Saya tidak menganggap diri saya seorang aktivis untuk alasan apa pun, saya hanya seorang pembuat film, tetapi jika pekerjaan saya mewakili nilai atau prinsip apa pun, itu akan menjadi mendengarkan satu sama lain, menghormati keragaman intelektual dengan melindungi kebebasan berbicara, dan menghargai proses menantang keyakinan Anda.

J: Jika Anda bisa kembali ke masa lalu, mengetahui kontroversi dan pertentangan yang akan Anda hadapi, apakah Anda akan melakukannya lagi?

CJ: Setelah banyak berpikir, saya pikir saya akan melakukannya lagi.

Bagian utama yang saya perjuangkan adalah saya tidak merasa citra publik saya cocok dengan siapa saya. Citra publik saya tampaknya menjadi salah satu wanita yang secara politis terpolarisasi dan ofensif. Saya telah melihat beberapa komentar tentang saya yang mengatakan bahwa saya adalah seorang propagandis atau juru bicara yang disewa untuk beberapa agenda politik, dan itu sangat jauh dari kenyataan sehingga saya hanya perlu memutar mata dan menghela nafas ketika saya membaca hal-hal seperti itu.

Saya tidak akan pernah dibeli sebagai corong untuk agenda apa pun, juga tidak ada orang yang mau mempekerjakan saya seperti itu karena saya bukan tipe kepribadian seperti itu. Saya cukup bersuara lembut, saya seorang introvert, dan saya cukup berhati-hati tentang siapa pun atau ide apa pun.

Saya memiliki beberapa orang dan organisasi yang mencoba mengendalikan apa yang saya katakan atau lakukan, dan saya memotongnya sejak awal tanpa meminta maaf. Sebenarnya, salah satu hal yang paling saya banggakan dari The Red Pill adalah saya tidak perlu berkompromi dengan apa pun. Seluruh film mencerminkan keputusan yang saya buat, yang merupakan impian setiap pembuat film untuk tidak harus menjawab ke studio, produser, investor, dll.

Setiap pembuat film menginginkan kontrol kreatif 100% atas proyek mereka dan saya mendapatkannya.
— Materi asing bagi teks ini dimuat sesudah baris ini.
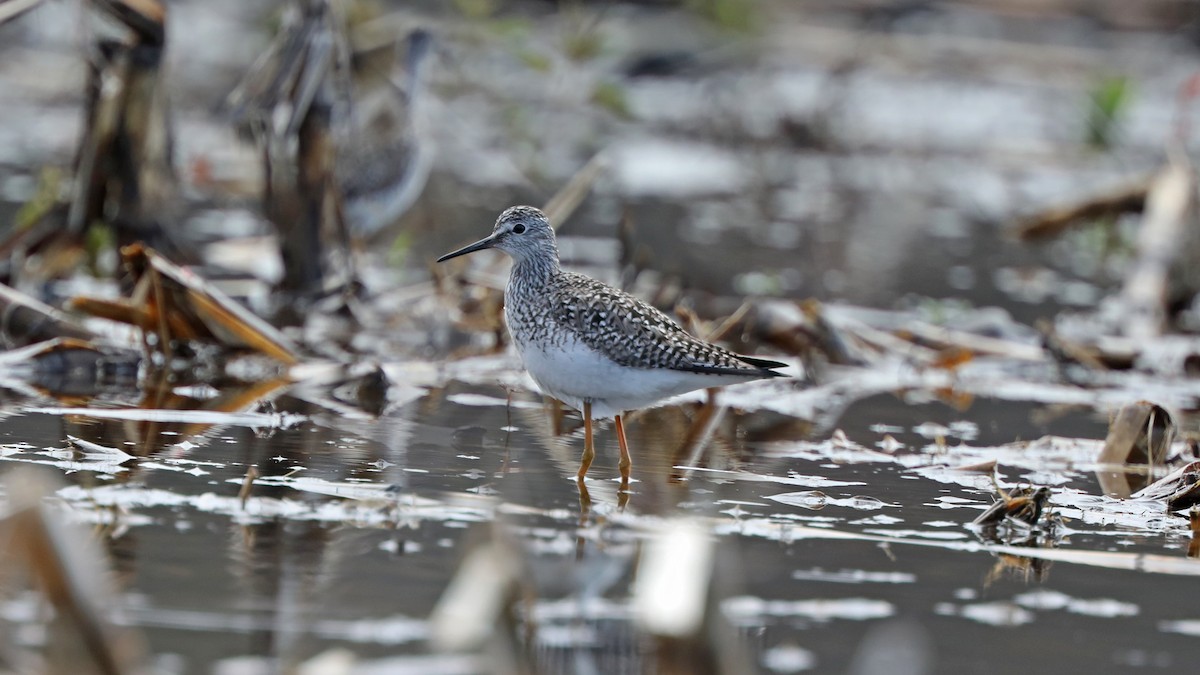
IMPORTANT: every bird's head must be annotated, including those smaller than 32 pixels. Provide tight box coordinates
[438,207,558,263]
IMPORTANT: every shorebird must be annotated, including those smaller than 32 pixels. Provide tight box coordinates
[438,207,787,485]
[337,29,434,239]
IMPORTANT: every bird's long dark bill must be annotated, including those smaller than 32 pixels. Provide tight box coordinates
[438,237,496,263]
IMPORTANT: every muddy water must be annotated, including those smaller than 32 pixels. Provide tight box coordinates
[0,2,1200,675]
[0,374,1200,673]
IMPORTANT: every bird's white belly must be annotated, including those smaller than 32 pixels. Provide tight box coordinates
[517,331,727,418]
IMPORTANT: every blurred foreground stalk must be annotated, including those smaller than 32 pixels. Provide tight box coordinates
[0,470,144,675]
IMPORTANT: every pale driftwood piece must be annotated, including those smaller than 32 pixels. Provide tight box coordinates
[0,283,96,348]
[1132,461,1200,510]
[1013,177,1154,241]
[1096,401,1176,498]
[1121,161,1200,340]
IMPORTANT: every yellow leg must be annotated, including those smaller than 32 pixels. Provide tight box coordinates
[575,401,596,483]
[616,414,634,483]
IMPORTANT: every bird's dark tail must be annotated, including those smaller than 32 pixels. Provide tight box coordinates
[738,354,790,377]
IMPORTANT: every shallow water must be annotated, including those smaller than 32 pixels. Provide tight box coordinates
[0,2,1200,675]
[0,369,1200,673]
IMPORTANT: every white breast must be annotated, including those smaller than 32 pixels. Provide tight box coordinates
[516,324,734,418]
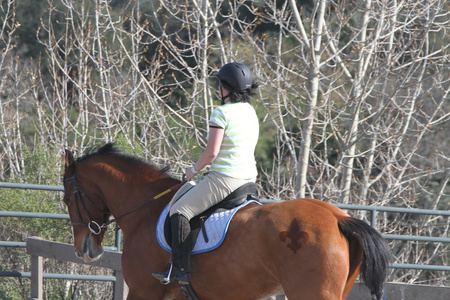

Saya dapat mempertahankan setiap detik dalam film dan mengapa itu ada, dan itu membuatnya lebih mudah untuk tidur di malam hari. Jika saya harus berkompromi dengan visi saya, maka mungkin saya akan lebih menyesal, tetapi satu-satunya frustrasi saya dengan The Red Pill adalah bagaimana media secara keliru menggambarkan saya dan filmnya.

Jika saya bisa melakukannya lagi, saya tidak tahu bagaimana saya bisa mencegah media memperlakukan saya seperti itu karena itu di luar kendali saya.

apakah alton brown gay?

J: Bagaimana dan di mana orang dapat melihat karya Anda?

CJ: Mereka dapat mengunjungi http://www.CassieJaye.com untuk melihat semua pekerjaan pembuatan film saya dan www.thereedpillmovie.com untuk mempelajari lebih lanjut tentang Pil Merah. Saya juga melakukan Pembicaraan TEDx baru-baru ini tentang apa yang saya pelajari membuat The Red Pill.